Hukukçular mektupta şu ifadelere yer verdi:
"İmralı Cezaevi'ne avukat ziyareti yasağı, 2015 yılında güncellenen Birleşmiş Milletler Mahpuslara Uygulanacak Muameleye İlişkin Asgari Standart Kuralları (Nelson Mandela Kuralları), CPT'nin tavsiyeleri ve 5275 sayılı Türk Ceza İnfaz Kanunu'nu açıkça ihlal etmektedir. Devletler, tutuklu ve hükümlülerin kimliklerine ve aldıkları cezanın niteliğine bakılmaksızın haklarını kullanabilmelerini sağlamakla yükümlüdür.
Bu aynı zamanda, başta 8. ve 16. Temel İlkeler olmak üzere, Avukatların Rolüne İlişkin BM Temel İlkelerinde belirtilen avukatların hak ve ayrıcalıklarının da ihlalidir.’’
‘Görüşmeye herhangi bir engel yok’
Türkiye'deki hukukçuların tecride ve savunma hakkının ihlaline karşı yürüttükleri sürekli mücadeleye dikkat çekilen mektup şu ifadelerle son buldu:
"30 Nisan 2024 tarihinde DEM partisi milletvekillerinin talebine Bakanlığınıza bağlı Ceza ve Tevkifevleri Genel Müdürlüğü tarafından verilen cevapta Sayın Abdullah Öcalan ve diğer mahkumların avukatları ile görüşmelerine herhangi bir engel bulunmadığı belirtilmiştir. Türkiye'deki meslektaşlarımızın Öcalan ile görüşmesine izin vererek bu bilginin doğruluğunu uluslararası hukuk camiasına göstereceğinizi umuyoruz.’’

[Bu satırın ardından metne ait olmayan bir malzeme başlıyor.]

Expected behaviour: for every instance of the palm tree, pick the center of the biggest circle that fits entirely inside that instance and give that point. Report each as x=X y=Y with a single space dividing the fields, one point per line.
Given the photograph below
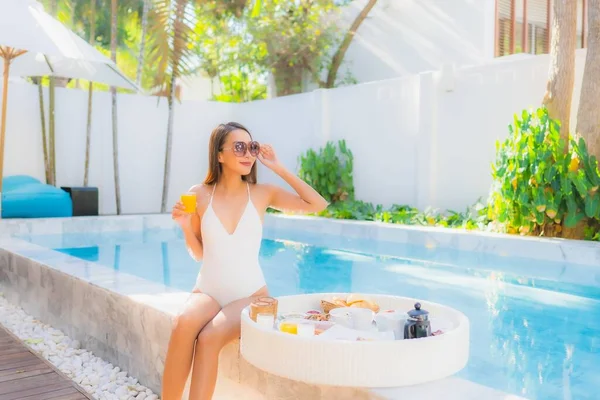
x=172 y=27
x=588 y=118
x=138 y=77
x=561 y=77
x=51 y=120
x=113 y=91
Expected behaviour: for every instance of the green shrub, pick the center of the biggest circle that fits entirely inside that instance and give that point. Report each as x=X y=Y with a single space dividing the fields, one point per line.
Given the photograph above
x=475 y=217
x=329 y=171
x=538 y=187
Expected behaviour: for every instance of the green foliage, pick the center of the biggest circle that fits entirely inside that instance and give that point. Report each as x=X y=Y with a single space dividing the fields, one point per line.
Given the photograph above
x=474 y=217
x=329 y=171
x=299 y=37
x=538 y=187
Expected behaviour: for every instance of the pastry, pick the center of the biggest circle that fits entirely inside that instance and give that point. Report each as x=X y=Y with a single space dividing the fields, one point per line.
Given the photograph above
x=362 y=302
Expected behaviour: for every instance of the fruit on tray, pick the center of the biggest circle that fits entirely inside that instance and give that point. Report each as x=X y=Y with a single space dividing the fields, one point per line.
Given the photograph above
x=318 y=317
x=353 y=300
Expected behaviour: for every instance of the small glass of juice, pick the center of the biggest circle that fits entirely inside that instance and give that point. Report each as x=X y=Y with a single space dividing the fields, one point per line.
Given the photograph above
x=189 y=202
x=288 y=327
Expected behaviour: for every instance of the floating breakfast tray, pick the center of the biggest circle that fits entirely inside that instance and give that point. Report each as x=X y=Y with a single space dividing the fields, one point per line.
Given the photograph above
x=348 y=363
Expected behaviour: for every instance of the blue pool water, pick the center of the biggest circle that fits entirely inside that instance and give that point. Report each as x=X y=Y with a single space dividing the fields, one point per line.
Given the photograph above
x=530 y=335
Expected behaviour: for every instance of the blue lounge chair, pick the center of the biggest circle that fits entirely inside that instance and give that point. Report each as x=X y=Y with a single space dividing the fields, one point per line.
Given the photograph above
x=26 y=197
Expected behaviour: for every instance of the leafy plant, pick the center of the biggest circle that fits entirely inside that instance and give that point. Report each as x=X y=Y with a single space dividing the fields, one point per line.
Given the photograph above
x=538 y=187
x=329 y=171
x=475 y=217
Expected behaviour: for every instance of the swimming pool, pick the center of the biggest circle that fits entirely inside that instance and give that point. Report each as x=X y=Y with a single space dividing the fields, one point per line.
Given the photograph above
x=532 y=334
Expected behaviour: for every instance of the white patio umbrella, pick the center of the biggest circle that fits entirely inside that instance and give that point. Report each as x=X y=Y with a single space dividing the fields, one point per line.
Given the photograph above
x=32 y=43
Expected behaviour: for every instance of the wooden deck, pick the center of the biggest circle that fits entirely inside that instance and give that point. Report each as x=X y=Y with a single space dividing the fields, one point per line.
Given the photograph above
x=26 y=376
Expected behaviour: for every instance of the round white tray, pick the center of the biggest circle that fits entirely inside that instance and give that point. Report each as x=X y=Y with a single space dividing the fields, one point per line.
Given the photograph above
x=358 y=363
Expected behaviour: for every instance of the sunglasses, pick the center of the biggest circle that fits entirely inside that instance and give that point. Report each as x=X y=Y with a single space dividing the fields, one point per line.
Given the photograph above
x=240 y=148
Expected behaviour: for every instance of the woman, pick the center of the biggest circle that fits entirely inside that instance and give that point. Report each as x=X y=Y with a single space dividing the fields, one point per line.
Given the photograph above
x=225 y=232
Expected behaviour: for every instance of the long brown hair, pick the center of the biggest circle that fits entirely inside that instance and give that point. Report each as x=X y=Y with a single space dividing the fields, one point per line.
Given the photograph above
x=215 y=145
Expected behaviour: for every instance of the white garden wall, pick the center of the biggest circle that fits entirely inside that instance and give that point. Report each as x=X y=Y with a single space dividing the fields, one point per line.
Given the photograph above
x=423 y=140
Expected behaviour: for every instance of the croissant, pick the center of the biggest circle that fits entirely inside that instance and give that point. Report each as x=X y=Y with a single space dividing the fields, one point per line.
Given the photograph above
x=366 y=304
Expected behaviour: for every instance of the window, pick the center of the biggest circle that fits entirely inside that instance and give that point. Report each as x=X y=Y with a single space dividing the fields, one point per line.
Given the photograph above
x=523 y=26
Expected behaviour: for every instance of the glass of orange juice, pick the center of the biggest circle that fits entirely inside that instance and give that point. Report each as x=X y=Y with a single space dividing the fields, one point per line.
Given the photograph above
x=189 y=202
x=288 y=327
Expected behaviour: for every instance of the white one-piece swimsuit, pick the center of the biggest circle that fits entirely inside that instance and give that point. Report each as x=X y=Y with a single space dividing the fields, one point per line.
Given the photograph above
x=230 y=268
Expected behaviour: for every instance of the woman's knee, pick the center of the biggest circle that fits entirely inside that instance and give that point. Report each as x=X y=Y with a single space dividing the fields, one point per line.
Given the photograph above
x=211 y=338
x=185 y=323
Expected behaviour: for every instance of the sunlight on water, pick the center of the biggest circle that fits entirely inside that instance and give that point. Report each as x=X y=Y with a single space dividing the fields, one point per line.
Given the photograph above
x=530 y=336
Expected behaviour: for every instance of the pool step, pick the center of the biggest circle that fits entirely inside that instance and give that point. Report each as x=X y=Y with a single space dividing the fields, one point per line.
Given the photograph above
x=447 y=389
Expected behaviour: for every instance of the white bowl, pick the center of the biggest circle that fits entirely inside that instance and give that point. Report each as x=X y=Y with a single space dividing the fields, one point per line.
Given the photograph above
x=359 y=363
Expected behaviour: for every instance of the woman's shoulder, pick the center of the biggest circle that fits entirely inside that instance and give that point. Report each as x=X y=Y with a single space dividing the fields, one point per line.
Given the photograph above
x=201 y=190
x=263 y=187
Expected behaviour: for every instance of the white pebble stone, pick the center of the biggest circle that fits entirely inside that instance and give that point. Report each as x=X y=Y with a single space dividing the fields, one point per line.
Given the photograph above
x=97 y=377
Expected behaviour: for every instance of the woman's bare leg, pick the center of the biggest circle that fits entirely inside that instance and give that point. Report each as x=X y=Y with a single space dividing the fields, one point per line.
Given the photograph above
x=222 y=329
x=198 y=311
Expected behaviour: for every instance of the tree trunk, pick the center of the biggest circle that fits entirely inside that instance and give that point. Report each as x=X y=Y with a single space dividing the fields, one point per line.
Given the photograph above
x=588 y=114
x=88 y=128
x=167 y=169
x=588 y=117
x=51 y=120
x=339 y=55
x=561 y=77
x=113 y=92
x=139 y=73
x=47 y=174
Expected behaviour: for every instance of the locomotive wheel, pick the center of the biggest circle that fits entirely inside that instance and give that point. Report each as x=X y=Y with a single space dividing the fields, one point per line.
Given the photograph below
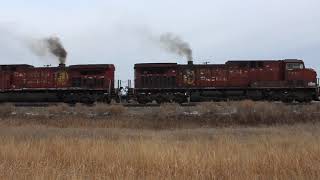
x=288 y=99
x=180 y=99
x=86 y=100
x=142 y=100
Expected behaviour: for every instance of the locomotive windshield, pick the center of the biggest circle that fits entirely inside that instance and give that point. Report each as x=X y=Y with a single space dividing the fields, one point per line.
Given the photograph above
x=293 y=66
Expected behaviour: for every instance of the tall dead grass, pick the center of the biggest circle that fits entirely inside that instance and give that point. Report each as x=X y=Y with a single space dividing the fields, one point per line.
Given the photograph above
x=217 y=154
x=245 y=113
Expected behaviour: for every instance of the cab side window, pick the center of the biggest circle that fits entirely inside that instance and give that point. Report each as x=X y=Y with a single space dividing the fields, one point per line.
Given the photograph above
x=293 y=66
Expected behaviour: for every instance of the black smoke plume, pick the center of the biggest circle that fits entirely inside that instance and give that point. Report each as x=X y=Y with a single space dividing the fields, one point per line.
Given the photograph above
x=49 y=46
x=173 y=43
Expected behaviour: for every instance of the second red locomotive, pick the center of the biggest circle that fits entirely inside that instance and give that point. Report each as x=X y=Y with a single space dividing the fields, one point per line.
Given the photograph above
x=77 y=83
x=285 y=80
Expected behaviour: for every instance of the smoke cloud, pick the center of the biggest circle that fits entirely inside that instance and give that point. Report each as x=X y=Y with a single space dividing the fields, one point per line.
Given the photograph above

Avukatlar ve hukuk kurumları mektupta İmralı’daki tutsakları ziyaret etme yönündeki ortak taleplerini Adalet Bakanlığı’na iletti.
‘İmralı’daki son derece korkunç’
Toplantıda konuşan AED Başkanı Hélène Debaty, İmralı’daki durumla çok yakından ilgilendiklerini belirterek, "İmralı’daki son derece korkunç" dedi ve 1500’ü aşkın imza ile bir kez daha İmralı’daki durumu sorduklarını dile getirdi.
MAF-DAD Eş Başkanı Heike Geisweid de İmralı’da yaşanan hukuksuzluklar ve görüş engellerine ilişkin bilgiler verdi. Heike Geisweid, sözleşme kanunların ihlal edildiğini belirterek "Devletler, tutuklu ve hükümlülerin kimliklerine ve aldıkları cezanın niteliğine bakılmaksızın haklarını kullanabilmelerini sağlamakla yükümlüdür’’ dedi.
‘Uluslararası hukuk ihlal ediliyor’
Brüksel Barosu ve Baro İnsan Hakları Enstitüsü’nden Yves Oschinsky ise Türkiye’deki avukatların savunma hakları ve korunmasına odaklandıklarına dikkat çekerek Türkiye’nin uluslararası hukuku ihlal ettiğine dikkat çekti.
ELDH Eş Genel Sekreteri Thomas Schmidt, İmralı’ya gidişinin sağlanması için Türkiye’ye baskı yapılması gerektiğini ifade etti ve görüşme imkanı sağlanması için özellikle batılı hükümetler ve Avrupa Birliği’nin tepki göstermesi gerektiğini kaydetti.